News

Actions

A sneak peak of the New Olympus High School

Posted at 10:56 PM, May 04, 2012
and last updated 2012-05-05 01:14:38-04

HOLLADAY -- The doors to the new Olympus High School were briefly opened Friday for a preview of the facility that doesn't come on line until 2013.

The new school was built next to the old building. It spans 27 acres and has many new rooms and amenities including a commons area, an amphitheater, a new track and field, and stellar views of Mount Olympus.

The new building came about after Granite School District was successful convincing voters to pass a $256 million bond in 2009. About $65 million of that bond went into building the new Olympus High School.

And students are already excited.

"This new school looks amazing. We've been able to watch it from the old school, going up just over the past couple months," says student Jake Vanvorum.

Jake will be a senior next year and is excited to spend his last year with his old friends in the newly minted high school.

"Everything looks very well designed; it's very obvious that every detail has been planned, very thought out," says Vanvorum.

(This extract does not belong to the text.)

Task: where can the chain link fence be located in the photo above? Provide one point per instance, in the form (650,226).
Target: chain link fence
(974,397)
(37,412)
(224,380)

Architects from FFKR designed the facility to support more than 1,700 students.

"The building really is fantastic," says FFKR architect Roger Jackson.

It has a new performing arts center, academic corridor, athletics department, media center, and  "The Commons" -- an area Jackson says students never had in their 60-year-old building.

"They've lacked in the old school a space for the students to be and if you were ever in the school at class change, it was just wall-to-wall people, and sometimes just stuck," said Jackson.

Those overseeing construction at Granite School District are excited about the building and how well it will accommodate incoming students for 2013.

"It's a grand building; it's going to be something the community and the students can be very, very proud of as well as the alumni who have a deep and abiding respect for Olympus and everything that it stands for," says David Gourley, Granite District's support services assistant superintendent.

As for the old building, construction crews will be demolishing it over spring break and will later put in a swimming pool.